Olcay Hoca parmaklarını şıklatıp hazırlanmalarını istediğinde herkes hızlıca yerine geçmişti. Yaklaşık 20 dakikada 7. Provada tamamlanınca saatler gece 11'i göstermişti. Çocuklar oldukça yorulmuştu. Saat 7'den beri bıkmadan usanmadan koreografinin eksiklerini kapayıp tam halini oturtmaya çalışıyorlardı. Olcay Hoca çocuklara her zamanki öğütlerini sıralamaya başlayınca bizimkilerden sol baştan itirazlar yükselmeye başlamıştı. Olcay hoca karşısındaki 6 gence kollarını açtığında gençler kahkahalarla koşarak öğretmenlerine sarılmışlardı.
Kavgada etseler her zaman Olcay Hoca onlar için bir numaraydı. Vazgeçemezlerdi kolay kolay.
"Yarın için süper dinlenin isminiz gibi kopuk olmayın çocuklarım.
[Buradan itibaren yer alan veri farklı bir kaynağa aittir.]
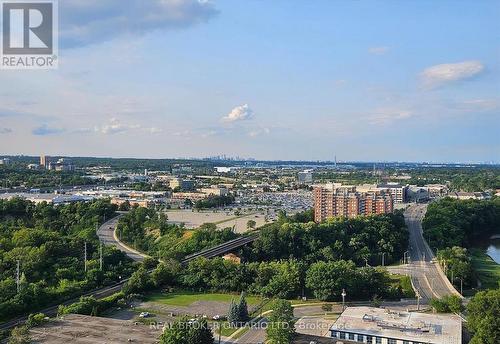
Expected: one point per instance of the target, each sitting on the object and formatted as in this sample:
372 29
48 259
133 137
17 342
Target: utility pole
100 256
18 273
344 294
85 256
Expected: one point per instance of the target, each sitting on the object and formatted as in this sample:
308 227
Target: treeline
149 231
362 239
214 201
453 227
458 179
278 279
48 242
451 222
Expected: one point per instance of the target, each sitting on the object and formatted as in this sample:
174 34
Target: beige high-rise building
335 200
44 161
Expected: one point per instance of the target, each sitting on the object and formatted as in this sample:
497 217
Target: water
493 250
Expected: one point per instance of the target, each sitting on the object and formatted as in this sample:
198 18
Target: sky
277 80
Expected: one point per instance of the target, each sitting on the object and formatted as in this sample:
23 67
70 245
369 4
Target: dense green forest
451 222
361 239
289 260
48 242
479 178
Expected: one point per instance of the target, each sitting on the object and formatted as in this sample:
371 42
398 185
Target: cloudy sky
365 80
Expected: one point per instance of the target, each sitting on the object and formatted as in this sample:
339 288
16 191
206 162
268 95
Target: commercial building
183 184
383 326
61 165
305 177
397 191
215 191
335 200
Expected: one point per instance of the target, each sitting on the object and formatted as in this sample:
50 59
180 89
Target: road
427 277
106 234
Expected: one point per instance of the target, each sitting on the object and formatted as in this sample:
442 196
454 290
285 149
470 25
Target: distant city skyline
365 81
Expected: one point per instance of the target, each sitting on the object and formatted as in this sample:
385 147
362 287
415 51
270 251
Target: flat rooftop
74 328
413 326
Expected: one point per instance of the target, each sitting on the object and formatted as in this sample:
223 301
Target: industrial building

Biraz canlı olun gösteriye çok az kaldı."
Çocuklar Olcay Hocayı onaylayıp ona iyi geceler dilediler. Olcay hoca konferans salonundan çıktığı sırada Yağız Leya'nın omzuna kolunu atmış onunla birlikte soyunma odalarına doğru yürümeye başlamıştı.
"Bugün ne yemek yapıyorsunuz Leya hanımcığım?"
Leya sinirle Yağız'ın kolunu omzundan atmış ve hızlı adımlarla önden ilerlemeye başlamıştı.
"Zıkkımın kökünü yapacağım Marul kılıklıcığım."
"Bu saçlarımı kökten keseceğim artık."
"Yine kıvırcık uzayacak gerizekalı."
Deniz'in büyük bir ciddiyetle söylediği cümle üzerine Yağız Deniz'e korkunç bir bakış atmıştı.